Press Release

The Bank of Canada tipping away from rate rise

The Bank of Canada is re-evaluating its efforts to reign in inflation in light of the upheaval in the global financial markets, Deputy Governor Pierre Duguay said Monday evening.

As a result, the central bank is less likely to raise its trendsetting interest rate next week than it had indicated a month ago when it said that inflationary pressure in the economy was its main pre-occupation. In a speech Monday, Mr. Duguay raised concerns that the crisis in the sub-prime mortgage market has flowed through to the broader economy and could reduce growth in Canada.

In July, the Bank of Canada raised its interest rate by a quarter a percentage point to 4.5 per cent - the first increase in over a year - and indicated that further hikes may be required to bring inflation back down to its 2 per cent target. "But given recent events in global credit markets, we need to assess the extent to which the risks around our July projection have shifted," Mr. Duguay told the Canadian Association of Business Economists.

He said the central bank is concerned about two issues: how developments in the U.S. economy, where the Federal Reserve has already forecast a slowdown, would affect Canada and the extent to which Canadian companies and consumers are facing a credit crunch as a result of the re-pricing of credit risks by financial institutions.

The Bank of Canada is due to make its next pronouncement on interest rates next Wednesday, and bond markets have indicated that traders do not expect an increase. While the Canadian central bank intervened in credit markets earlier this summer to provide liquidity to lenders, it has yet to move on interest rates.

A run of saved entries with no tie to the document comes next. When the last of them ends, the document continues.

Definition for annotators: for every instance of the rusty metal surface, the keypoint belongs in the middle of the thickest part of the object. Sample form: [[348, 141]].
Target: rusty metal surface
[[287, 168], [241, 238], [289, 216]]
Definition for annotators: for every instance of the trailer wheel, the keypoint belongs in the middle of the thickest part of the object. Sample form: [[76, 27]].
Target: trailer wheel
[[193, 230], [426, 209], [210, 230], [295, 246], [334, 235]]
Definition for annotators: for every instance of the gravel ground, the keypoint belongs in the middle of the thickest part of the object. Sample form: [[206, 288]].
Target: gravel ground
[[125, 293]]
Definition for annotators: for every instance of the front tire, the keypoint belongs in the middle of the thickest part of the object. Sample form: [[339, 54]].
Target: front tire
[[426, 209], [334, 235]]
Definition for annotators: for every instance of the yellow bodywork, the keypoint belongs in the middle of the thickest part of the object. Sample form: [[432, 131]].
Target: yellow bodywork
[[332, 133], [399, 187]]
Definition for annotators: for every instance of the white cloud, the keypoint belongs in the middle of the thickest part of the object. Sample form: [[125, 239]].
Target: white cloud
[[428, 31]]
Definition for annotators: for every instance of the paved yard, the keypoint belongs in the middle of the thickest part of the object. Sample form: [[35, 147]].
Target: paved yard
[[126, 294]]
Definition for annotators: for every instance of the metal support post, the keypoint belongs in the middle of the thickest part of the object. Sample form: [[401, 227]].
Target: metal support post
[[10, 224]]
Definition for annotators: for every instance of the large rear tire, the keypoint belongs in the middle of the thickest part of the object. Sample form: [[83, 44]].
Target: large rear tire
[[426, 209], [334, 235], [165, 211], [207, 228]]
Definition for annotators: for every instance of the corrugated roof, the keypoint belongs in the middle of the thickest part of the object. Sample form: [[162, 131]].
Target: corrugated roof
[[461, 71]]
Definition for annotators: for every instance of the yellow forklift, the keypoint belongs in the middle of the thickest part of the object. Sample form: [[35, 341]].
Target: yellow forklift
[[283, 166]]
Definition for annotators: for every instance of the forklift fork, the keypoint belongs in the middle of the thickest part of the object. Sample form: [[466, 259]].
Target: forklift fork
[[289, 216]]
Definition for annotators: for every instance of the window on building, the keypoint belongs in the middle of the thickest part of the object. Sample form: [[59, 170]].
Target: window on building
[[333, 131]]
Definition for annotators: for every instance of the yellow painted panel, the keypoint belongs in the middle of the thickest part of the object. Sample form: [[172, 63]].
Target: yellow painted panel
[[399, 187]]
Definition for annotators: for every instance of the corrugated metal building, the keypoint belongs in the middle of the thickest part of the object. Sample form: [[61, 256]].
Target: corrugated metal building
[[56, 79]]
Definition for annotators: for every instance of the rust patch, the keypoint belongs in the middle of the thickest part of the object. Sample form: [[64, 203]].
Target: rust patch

In the United States, the Federal Reserve cut its discount rate by a half a percentage point on Aug. 17, in an effort to ease a growing credit crunch. At that time, the fed said the turmoil in financial markets had reduced lending and increase uncertainty, and had the potential to reduce growth overall.

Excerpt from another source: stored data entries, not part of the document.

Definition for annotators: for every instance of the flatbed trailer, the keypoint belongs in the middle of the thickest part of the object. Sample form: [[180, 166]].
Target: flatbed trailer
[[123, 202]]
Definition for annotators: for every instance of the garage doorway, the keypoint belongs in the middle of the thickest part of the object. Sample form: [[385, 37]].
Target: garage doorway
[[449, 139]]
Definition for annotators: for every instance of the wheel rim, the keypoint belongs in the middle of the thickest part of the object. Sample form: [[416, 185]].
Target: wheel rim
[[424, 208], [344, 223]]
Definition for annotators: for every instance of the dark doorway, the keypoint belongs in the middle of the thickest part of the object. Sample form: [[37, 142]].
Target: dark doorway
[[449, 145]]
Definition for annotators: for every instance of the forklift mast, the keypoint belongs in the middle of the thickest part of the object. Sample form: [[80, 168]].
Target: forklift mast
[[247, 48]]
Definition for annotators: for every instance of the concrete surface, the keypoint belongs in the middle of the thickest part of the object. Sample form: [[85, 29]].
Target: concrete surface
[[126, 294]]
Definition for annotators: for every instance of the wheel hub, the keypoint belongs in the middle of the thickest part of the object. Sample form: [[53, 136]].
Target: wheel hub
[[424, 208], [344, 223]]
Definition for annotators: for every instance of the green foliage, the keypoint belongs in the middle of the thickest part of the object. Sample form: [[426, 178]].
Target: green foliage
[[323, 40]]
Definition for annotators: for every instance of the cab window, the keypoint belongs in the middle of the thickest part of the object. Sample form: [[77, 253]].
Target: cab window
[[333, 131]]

Mr. Duguay said the Canadian economy has remained strong, as yet showing little impact of the tighter credit conditions or the increasing gloom south of the border. The economic indicators, so far, are in line with the Bank's expectations in July, when it suggested further interest rate hikes may be required.

"Domestic demand in Canada has remained robust, against the backdrop of strong labour and housing markets," he said. Mr. Duguay did not provide any update of the bank's July forecast for economic growth or inflation, saying that will be provided next week.

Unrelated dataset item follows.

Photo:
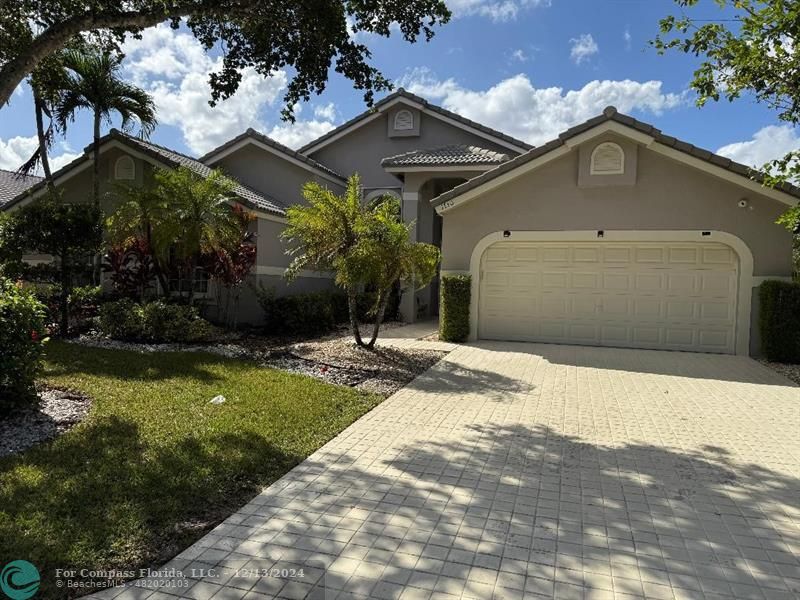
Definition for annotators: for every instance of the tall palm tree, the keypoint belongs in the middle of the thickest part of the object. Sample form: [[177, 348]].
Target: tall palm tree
[[92, 82]]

Last month, the bank said it expected average annual growth of about 2.5 per cent through 2009, but several private-sector economists have cut their growth forecasts as a result of the turmoil in credit markets.

But the bank expected the report on economic growth in the second quarter would show a solid 2.8-per-cent gain which would add to inflationary pressures. That growth figure will be released on Friday. It also noted that core inflation was running above its 2-per-cent target, and would continue to do so until early 2009. The July inflation figures confirmed that trend, at least in the short term.

Mr. Duguay said the central bank has not changed its determination to fight inflation, but is questioning how much action may be needed, given the worsening conditions in credit markets. He noted that both the Bank of Canada and the country's chartered banks have acted to reduce the impact of the credit crunch in money markets. The central bank undertook open market activities to improve liquidity earlier this month, while the private sector banks have confirmed they are supporting their own asset-backed commercial paper markets.